Umfrage

KfW Research: Elektroautos werden vor allem auf dem Land genutzt

Elektroautos sind einer Umfrage zufolge verstärkt in ländlichen Regionen vertreten. KfW Research hat rund 4.000 Haushalte in Deutschland zu dem Thema befragt. Dabei ging es auch um die Motive für und wieder einer Anschaffung.

Diana Schellhas, 19.05.2021, 11:12 Uhr
Ladestation ElektroautoBei den Motiven für den Kauf eines Elektroautos überwiegen laut Umfrage die Klimaschutzaspekte.© mmphoto / AdobeStock

Der Bestand an Elektroautos in Deutschland ist nach wie vor gering, entwickelt sich aber dynamisch: Im vergangenen Jahr machten diese Fahrzeuge laut Kraftfahrtbundesamt bereits knapp 14 Prozent aller Neuzulassungen aus – Perspektive weiter steigend. Eine Sonderauswertung des KfW-Energiewendebarometers gibt nähere Einblicke dazu, was und wer hinter diesem Anstieg steht.

1,3 Prozent der Haushalte besitzen ein Elektroauto

Der repräsentativen Befragung von KfW Research zufolge besitzen zurzeit 1,3 Prozent der Haushalte in Deutschland ein batterieelektrisches Auto oder einen Plug-in-Hybrid. Weitere 1,1 Prozent der Haushalte planen demnach die Nutzung binnen eines Jahres.
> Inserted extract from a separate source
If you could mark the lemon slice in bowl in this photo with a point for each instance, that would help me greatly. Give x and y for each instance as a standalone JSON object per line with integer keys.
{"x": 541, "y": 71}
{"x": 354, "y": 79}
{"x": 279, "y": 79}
Haushalte mit überdurchschnittlichen Einkommen nutzten rund dreimal so häufig Elektrofahrzeuge wie unterdurchschnittlich verdienende Haushalte. Ähnliches gelte für Haushalte, die in Ein- oder Zweifamilienhäusern wohnen: Hier seien Elektroautos mehr als doppelt so häufig anzutreffen wie bei Objekten mit mehreren Parteien. Auch das Alter der Personen spiele eine Rolle. Bei jüngeren liege der Anteil etwa doppelt so hoch wie bei älteren Personen. Zudem zeigten sich Unterschiede je nach Wohnsitz des Haushalts. Im ländlichen Raum liege der Anteil rund 50 Prozent höher als in den Mittel- und Großstädten. Dies dürfte zumindest in Teilen auf die Lade- bzw. Stellplatzmöglichkeiten zurückzuführen sein, die auf dem Land in der Regel besser seien als in der Stadt.

Befragte ohne E-Autos: rund 32 Prozent planen keine Anschaffung

Zur Abschätzung der künftigen Nutzung hat KfW Research diejenigen Haushalte gefragt, die noch kein E-Auto nutzen und dies auch nicht binnen eines Jahres planen, ob bzw. wann sie sich für ein Elektrofahrzeug entscheiden könnten. Etwa die Hälfte von diesen geht davon aus, in der Zukunft ein Elektroauto im Alltag zu nutzen; 6 Prozent bereits in den nächsten 2–3 Jahren, 21 Prozent innerhalb von 4 bis 10 Jahren und weitere 22 Prozent im Zeitraum danach. Etwa ein Drittel (32 Prozent) der Haushalte erwartet keinen Umstieg auf ein Elektroauto. Immerhin rund 15 Prozent sehen der Umfrage zufolge ebenfalls keine Nutzung, kommen allerdings generell ohne Auto aus. Diese Werte bewegen sich insgesamt auf dem Vorjahresniveau, sodass von einer unveränderten Dynamik bei der Nutzung von E-Mobilität ausgegangen werden könne.

Was spricht für und gegen die Anschaffung eines E-Autos

Bei den Motiven für die Anschaffung eines E-Fahrzeugs überwiegen laut Umfrage die Klimaschutzaspekte (78 Prozent) und der innovative Charakter der Technik (62 Prozent). Hauptgründe gegen eine Anschaffung sind neben dem hohen Preis (61 Prozent) vor allem Bedenken hinsichtlich der Praktikabilität, z. B. mit Blick auf Ladeinfrastruktur (69 Prozent) und Reichweite (54 Prozent). Zweifel an der Umweltbilanz von Elektroautos haben im Zeitverlauf zugenommen und werden inzwischen von fast jedem zweiten Haushalt (48 Prozent in 2020 gegenüber 36 Prozent in 2017) geäußert.